At ABC, Roberts was also given the opportunity to host segments for PrimeTime and Good Morning America Sunday before being named news anchor on Good Morning America. Besides interviewing such luminaries as Senator Hillary Clinton and Tiger Woods, Roberts has traveled around the world to bring stories to GMA viewers. She has reported from Kuwait, Buckingham Palace, the Vatican, and even under the Atlantic Ocean aboard the submarine USS Scranton, where she listened to dolphins and whales, slept in a bunk, and watched movies with members of the submarine’s crew. GMA chief Ben Sherwood describes Robin as “a rare life force” and says that promoting her to the third anchor role was “the easiest, most natural, and most obvious decision and transition.”
After Hurricane Katrina devastated the Gulf Coast in August 2005, Roberts leapt at the chance to aid its survivors’ efforts to rebuild their homes and lives. She reported for GMA from Pass Christian, Mississippi, the town where she grew up and where her mother still resided. Roberts’s family members were safe, but the town was destroyed and its residents in dire straits. After seeing Roberts’s heartfelt stories about Pass Christian, the Salvation Army and the Corporation for National and Community Service agreed to partner with GMA to help Pass Christian residents in their rebuilding efforts, which Roberts continues to document for the show.

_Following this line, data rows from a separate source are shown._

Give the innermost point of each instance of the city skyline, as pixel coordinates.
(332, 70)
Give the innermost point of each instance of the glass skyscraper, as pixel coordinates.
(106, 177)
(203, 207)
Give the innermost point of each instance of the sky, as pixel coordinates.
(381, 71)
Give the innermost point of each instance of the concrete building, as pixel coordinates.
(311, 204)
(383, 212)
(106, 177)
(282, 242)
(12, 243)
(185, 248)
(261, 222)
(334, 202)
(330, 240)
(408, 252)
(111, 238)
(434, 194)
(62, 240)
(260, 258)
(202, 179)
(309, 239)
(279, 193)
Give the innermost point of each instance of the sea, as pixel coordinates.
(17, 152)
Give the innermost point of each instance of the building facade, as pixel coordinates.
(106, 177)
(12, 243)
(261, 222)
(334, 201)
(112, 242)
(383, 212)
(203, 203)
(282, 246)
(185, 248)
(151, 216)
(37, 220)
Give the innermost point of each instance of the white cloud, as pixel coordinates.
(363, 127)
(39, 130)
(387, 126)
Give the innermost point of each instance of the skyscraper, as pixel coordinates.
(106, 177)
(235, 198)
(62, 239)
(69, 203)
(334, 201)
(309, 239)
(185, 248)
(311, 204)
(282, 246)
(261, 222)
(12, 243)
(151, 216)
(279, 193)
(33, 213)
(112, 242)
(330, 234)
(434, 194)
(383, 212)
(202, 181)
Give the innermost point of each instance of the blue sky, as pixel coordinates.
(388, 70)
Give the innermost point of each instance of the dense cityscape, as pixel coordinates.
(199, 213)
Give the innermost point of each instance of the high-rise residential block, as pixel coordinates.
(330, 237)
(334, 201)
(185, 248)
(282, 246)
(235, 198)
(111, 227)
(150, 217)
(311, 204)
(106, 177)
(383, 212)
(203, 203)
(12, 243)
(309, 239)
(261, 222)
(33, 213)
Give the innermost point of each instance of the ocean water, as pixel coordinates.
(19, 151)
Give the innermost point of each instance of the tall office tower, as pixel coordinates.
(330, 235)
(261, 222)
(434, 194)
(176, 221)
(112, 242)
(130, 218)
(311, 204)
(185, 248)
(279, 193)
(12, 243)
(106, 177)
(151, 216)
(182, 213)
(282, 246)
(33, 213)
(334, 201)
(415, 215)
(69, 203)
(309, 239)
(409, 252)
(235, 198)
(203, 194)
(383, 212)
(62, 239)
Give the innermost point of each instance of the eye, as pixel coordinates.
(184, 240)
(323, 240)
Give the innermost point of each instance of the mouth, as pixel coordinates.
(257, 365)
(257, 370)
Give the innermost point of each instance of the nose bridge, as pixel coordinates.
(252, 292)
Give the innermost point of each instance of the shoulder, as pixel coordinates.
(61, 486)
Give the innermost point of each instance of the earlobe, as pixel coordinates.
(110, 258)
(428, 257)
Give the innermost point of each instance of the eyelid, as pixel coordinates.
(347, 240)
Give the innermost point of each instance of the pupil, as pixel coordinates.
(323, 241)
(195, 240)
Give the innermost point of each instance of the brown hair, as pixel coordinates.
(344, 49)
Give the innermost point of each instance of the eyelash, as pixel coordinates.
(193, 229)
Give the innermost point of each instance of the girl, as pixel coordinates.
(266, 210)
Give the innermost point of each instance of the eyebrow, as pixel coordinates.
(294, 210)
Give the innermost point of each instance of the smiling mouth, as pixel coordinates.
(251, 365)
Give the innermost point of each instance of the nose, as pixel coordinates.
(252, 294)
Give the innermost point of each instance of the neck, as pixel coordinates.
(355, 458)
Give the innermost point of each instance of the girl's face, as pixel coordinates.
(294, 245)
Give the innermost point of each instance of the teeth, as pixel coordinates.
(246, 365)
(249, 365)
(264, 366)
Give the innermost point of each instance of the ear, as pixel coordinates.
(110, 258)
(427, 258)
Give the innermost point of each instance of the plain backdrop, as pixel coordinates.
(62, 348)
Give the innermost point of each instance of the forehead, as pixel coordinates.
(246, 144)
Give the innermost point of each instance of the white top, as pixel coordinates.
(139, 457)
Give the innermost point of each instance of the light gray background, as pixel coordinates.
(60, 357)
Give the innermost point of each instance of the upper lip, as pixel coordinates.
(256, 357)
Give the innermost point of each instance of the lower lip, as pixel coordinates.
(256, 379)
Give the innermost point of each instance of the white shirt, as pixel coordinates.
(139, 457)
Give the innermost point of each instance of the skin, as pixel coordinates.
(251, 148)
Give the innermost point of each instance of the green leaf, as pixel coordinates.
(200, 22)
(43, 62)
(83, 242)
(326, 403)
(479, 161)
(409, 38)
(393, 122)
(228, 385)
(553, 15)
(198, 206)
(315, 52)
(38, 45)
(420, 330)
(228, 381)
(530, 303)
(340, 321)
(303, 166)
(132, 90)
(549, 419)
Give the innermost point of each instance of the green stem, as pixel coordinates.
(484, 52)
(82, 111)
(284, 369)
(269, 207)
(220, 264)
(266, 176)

Roberts has amassed a long list of awards and honors, including three Emmy Awards, a sports journalism scholarship fund named after her, a spot on Basketball Times’s 1997 “Five Most Intriguing People in College Basketball” list, and a place in the Women’s Institute on Sport and Education Foundation’s Hall of Fame. She has triumphed as a sportscaster and television journalist despite the challenges she faced at the beginning of her career as an African-American woman in a male-dominated field. Roberts has said, “It always tickled me when people thought I was a trailblazer being a sportscaster,” as she viewed people like her father, the Tuskegee Airman, as true trailblazers. It is undeniable, however, that in her career she has broken down barriers and become a pioneer herself.